So the other night, just before I nodded off, I asked Jesus how he felt about 9/11, Iraq, North Korea and this whole “Ball of Confusion,” as the Temptations used to sing. The question was barely out of my mouth when the next thing I know, I hear:

“Well, I’ll tell you, Jack — it’s okay if I call you Jack?”

“Whoa! You really startled me. I mean, I wasn’t expecting a reply, at least, not like this. And, uh, sure, you can call me whatever you like.”

“I know no one but your family calls you Jack, but hey, we are family, right? The nuns taught you that you were a child of God, made in his image and likeness. So we do have that family connection.”

“We’ve never had a conversation before . . .”

“Yeah, I know, Jack. It’s always been pretty one-sided. With you just asking me for stuff or telling me how sorry you were for screwing up — again. You do have a finely honed sense of guilt, you know. Basically, I’d just listen. No offense, but there wasn’t much to respond to.”

“Sorry.”

“No. That’s okay. That’s what I’m here for, at least partly. Anyway, your question really touched a nerve. I couldn’t let it slide without saying something. I need to get this off my chest.”

“It’s not good to keep stuff bottled up.”

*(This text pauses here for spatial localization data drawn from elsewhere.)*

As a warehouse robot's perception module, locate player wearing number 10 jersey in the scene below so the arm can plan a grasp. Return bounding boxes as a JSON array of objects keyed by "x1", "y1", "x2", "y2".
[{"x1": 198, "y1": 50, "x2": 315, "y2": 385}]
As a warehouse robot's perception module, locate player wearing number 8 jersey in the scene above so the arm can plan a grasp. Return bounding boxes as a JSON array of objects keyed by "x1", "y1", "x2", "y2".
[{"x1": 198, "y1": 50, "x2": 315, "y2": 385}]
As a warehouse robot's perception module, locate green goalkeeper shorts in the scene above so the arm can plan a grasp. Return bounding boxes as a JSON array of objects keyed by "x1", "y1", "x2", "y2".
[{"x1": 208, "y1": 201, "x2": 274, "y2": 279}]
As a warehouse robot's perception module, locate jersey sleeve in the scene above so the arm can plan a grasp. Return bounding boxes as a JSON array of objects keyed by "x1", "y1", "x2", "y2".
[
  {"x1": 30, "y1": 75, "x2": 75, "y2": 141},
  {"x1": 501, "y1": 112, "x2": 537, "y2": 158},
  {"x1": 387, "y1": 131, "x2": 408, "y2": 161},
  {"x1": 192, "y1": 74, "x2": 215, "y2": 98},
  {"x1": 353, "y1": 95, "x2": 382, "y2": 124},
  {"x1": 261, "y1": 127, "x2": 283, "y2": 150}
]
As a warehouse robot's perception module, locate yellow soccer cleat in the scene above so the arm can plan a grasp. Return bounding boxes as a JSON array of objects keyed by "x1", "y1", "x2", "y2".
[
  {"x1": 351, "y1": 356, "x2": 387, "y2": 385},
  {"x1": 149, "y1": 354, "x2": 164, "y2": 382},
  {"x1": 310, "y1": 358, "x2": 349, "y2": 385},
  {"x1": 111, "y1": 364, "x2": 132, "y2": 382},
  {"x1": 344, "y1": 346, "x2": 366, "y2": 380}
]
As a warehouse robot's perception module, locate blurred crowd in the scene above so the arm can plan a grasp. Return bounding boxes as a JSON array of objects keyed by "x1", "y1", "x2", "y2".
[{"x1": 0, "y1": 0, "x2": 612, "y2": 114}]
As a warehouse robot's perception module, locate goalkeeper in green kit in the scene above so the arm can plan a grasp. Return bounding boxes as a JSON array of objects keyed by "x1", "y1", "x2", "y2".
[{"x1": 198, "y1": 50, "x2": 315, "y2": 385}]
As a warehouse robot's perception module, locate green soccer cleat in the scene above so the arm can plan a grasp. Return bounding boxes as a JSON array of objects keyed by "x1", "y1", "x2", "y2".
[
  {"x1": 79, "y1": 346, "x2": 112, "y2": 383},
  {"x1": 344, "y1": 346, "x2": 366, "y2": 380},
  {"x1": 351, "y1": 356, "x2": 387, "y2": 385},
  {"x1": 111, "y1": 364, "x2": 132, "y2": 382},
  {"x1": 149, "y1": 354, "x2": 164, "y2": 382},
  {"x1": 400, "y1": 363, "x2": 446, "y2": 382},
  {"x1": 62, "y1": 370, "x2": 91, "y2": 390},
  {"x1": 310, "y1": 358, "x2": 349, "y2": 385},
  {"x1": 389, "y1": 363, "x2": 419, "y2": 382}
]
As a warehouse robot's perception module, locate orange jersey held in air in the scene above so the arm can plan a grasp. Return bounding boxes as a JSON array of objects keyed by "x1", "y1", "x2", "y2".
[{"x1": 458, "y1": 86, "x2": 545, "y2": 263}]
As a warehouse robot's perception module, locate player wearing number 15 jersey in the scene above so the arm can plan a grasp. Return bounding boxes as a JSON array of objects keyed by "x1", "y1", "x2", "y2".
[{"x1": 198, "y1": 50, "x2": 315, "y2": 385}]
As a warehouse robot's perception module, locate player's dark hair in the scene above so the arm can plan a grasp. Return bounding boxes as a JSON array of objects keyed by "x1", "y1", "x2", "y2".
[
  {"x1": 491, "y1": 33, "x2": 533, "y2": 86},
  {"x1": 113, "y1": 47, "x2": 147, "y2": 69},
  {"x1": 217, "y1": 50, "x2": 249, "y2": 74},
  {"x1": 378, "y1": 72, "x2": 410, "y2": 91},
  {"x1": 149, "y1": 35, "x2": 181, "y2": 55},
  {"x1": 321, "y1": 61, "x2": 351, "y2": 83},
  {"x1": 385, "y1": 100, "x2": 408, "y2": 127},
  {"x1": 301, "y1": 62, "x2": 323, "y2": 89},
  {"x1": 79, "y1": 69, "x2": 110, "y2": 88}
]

“Right. Anyhow, you asked how I feel about this mess. It’s like this: I feel sad and angry, Jack. Mostly sad, though, bone-achingly sad, in fact, almost to the point of despair. I want to weep, but the tears won’t come any more. I just feel incredibly weighed down and disappointed. Oh sure, there are exceptions. A few folks do understand, but as a people we still don’t get it, Jack. Notice I said ‘we’ not ‘you.’ I’m human, just like you. A lot of folks seem to forget that though. All they see is divinity.”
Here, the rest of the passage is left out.